Parkinson’s Disease: Symptoms, Treatment & Quality of Life

A surgical procedure offering renewed hope for individuals battling advanced Parkinson’s disease is gaining traction in Querétaro, Mexico, according to a neurologist specializing in the condition. Deep brain stimulation (DBS) surgery is being presented as a viable option for patients who have lived with Parkinson’s for many years and are experiencing diminishing returns from traditional pharmacological treatments.

Yamil Matuk Pérez, a neurologist and specialist in Parkinson’s disease and movement disorders, explained that while Parkinson’s is often associated with older adults, recent studies indicate an increasing prevalence among younger individuals. “Parkinson’s is more frequent than it appears. It is a disease that we do not yet have the ability to prevent,” Matuk Pérez stated in an interview with La Jornada. He emphasized that the majority of patients receive a diagnosis without a clear identifiable cause, making prevention particularly challenging.

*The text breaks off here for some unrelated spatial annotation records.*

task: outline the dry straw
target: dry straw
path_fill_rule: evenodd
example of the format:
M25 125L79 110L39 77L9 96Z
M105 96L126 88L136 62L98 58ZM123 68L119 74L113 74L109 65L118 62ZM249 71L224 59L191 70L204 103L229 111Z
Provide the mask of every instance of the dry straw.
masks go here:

The clinical characteristics of Parkinson’s are broadly categorized into motor and non-motor symptoms, with the motor symptoms – tremor, rigidity, slowness of movement, and postural instability – being key to diagnosis. Matuk Pérez noted that a diagnosis doesn’t always require all four cardinal symptoms to be present; some patients may exhibit only two or three.

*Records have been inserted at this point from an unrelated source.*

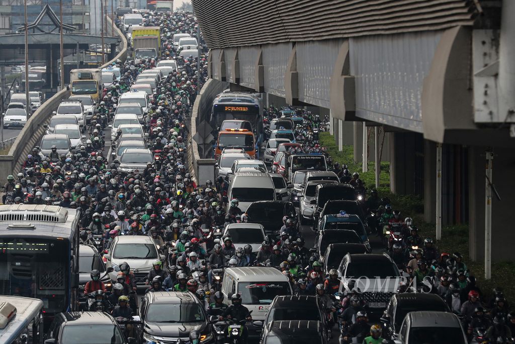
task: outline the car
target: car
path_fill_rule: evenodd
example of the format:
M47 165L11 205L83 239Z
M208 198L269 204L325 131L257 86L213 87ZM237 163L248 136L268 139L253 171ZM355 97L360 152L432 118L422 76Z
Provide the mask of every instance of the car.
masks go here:
M272 176L273 185L276 187L276 194L278 200L285 202L289 201L289 190L293 188L293 185L284 180L283 176L277 173L269 173Z
M86 124L86 116L84 113L84 106L82 102L79 101L65 100L62 101L57 110L53 112L54 114L73 114L77 117L77 121L79 125L81 126L84 130Z
M367 231L357 215L349 214L344 210L338 214L324 215L319 220L318 228L320 231L325 230L348 230L354 231L359 236L362 241L369 250L371 249Z
M265 234L275 237L283 226L285 216L295 218L297 211L293 204L284 201L260 201L254 202L247 209L249 222L259 223L265 228Z
M263 161L266 163L271 163L273 157L276 155L277 146L281 143L290 142L288 139L271 139L268 140L266 146L262 149L265 151L263 153Z
M80 146L86 140L86 136L80 133L80 127L77 124L58 124L54 128L54 134L65 134L68 135L72 145Z
M338 268L342 288L359 288L368 312L380 315L401 283L399 269L388 254L345 255Z
M260 341L260 344L328 344L329 342L323 324L312 320L272 321L265 326Z
M147 167L149 162L153 163L154 156L149 149L129 148L120 157L120 164L118 169L127 173L135 170L142 172Z
M467 336L456 314L443 312L411 312L406 315L395 344L467 344Z
M406 315L409 312L421 310L448 312L449 308L443 300L436 294L423 292L394 294L381 318L383 337L390 339L398 335Z
M315 238L315 247L319 259L322 260L328 247L332 243L363 243L359 235L350 230L324 230L317 233Z
M265 240L265 230L259 223L230 223L224 232L224 237L227 236L236 249L250 245L252 252L256 253Z
M111 152L111 156L113 157L113 159L119 160L120 158L122 157L122 154L127 149L131 148L146 149L147 145L143 139L141 140L126 140L118 144Z
M250 160L250 157L244 153L227 153L222 152L218 157L218 160L215 163L216 169L215 175L224 178L228 175L231 171L233 163L237 160Z
M334 181L310 181L304 185L304 190L297 193L300 201L300 222L303 224L313 220L313 213L315 212L316 204L313 204L315 200L315 191L317 186L322 184L336 184ZM302 185L301 185L302 186Z
M79 338L87 338L90 343L138 342L134 338L126 340L116 320L108 313L100 312L59 313L54 317L44 338L45 344L75 344Z
M4 127L23 128L27 124L27 112L24 109L7 109L4 115Z
M57 153L60 155L66 154L70 149L75 149L75 146L72 145L68 135L64 134L47 134L43 135L39 145L41 155L43 156L48 156L52 151L52 146L54 145L57 148Z
M145 282L148 271L152 268L152 263L162 258L152 239L146 235L115 237L109 253L104 254L104 257L106 260L106 266L113 268L113 271L109 273L111 281L116 280L116 274L120 271L119 265L125 261L134 273L139 289L148 288Z
M79 245L79 288L83 289L86 283L91 281L92 270L97 270L100 272L100 280L106 287L111 288L111 278L109 272L112 267L106 268L102 257L95 248L88 245Z
M298 194L299 193L302 193L304 187L301 186L302 185L302 182L304 181L304 176L305 175L306 172L310 170L300 170L297 171L293 174L293 175L291 176L291 177L289 180L293 184L293 189L292 189L290 193L290 200L293 202L294 204L298 206L300 206L301 198L299 197Z
M89 124L93 118L95 110L96 110L96 103L91 97L91 95L84 94L81 95L74 95L70 97L68 100L80 101L84 107L84 113L86 117L86 123Z
M357 242L339 242L330 243L325 249L325 253L320 259L323 261L324 271L337 269L341 259L347 253L368 253L370 251L364 244Z
M200 336L199 344L213 340L204 305L190 292L147 292L142 299L140 314L143 342L190 342L194 331Z
M289 129L276 129L272 130L270 138L288 139L290 142L295 143L295 135L293 133L293 130Z
M323 324L326 334L330 334L328 327L325 306L316 296L287 295L276 296L270 305L264 324L272 321L308 320Z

While Parkinson’s is not a fatal disease, Matuk Pérez stressed the importance of dispelling this misconception, which often causes significant distress upon diagnosis. “It’s a myth. In fact, when we give the diagnosis, the patient goes through a deep mourning of the disease,” he said. “Parkinson’s disease is a disease that can be very well controlled with treatment. A well-treated patient can generally live with quality of life and face the following years of their life after diagnosis.”

However, the long-term efficacy of pharmacological treatments can diminish, leading to adverse effects. This is where DBS surgery emerges as a potential solution. Matuk Pérez described the surgery as “very safe, with a very low risk of complications and a very high benefit.”

Candidates for DBS surgery typically include patients who require medication more than five or six times a day, experience complications with their medications, have lived with the disease for over five years, or demonstrate intolerance to Parkinson’s treatments. A comprehensive neuropsychological evaluation is also conducted prior to surgery.

Andrea Uribe Pérez, a clinical neuropsychologist, explained that the evaluation assesses cognitive processes and emotional well-being, specifically looking for symptoms of depression, anxiety, and impulse control disorders, which are common in Parkinson’s patients.

Julissa Chávez, a 53-year-old Parkinson’s patient, shared her experience with DBS surgery. Diagnosed at age 49, she eventually became intolerant to medication and was deemed a candidate for the procedure after extensive testing. Chávez described the surgery as “the smartest decision I could have made in my life.” She now lives without medication and reports a dramatically improved quality of life, resuming activities such as driving and managing her professional life.

The DBS procedure itself involves implanting electrodes into specific regions of the brain to generate stimuli that control disease symptoms. The surgery, which can last up to 12 hours, is performed by a team including functional neurosurgeons, neuroanesthesiologists, biomedical engineers, and Parkinson’s specialists. The procedure is available in both private hospitals and public institutions like the Instituto Nacional de Neurología and the Centro Médico Nacional Siglo XXI in Mexico City, as well as the ISSSTE 20 de Noviembre.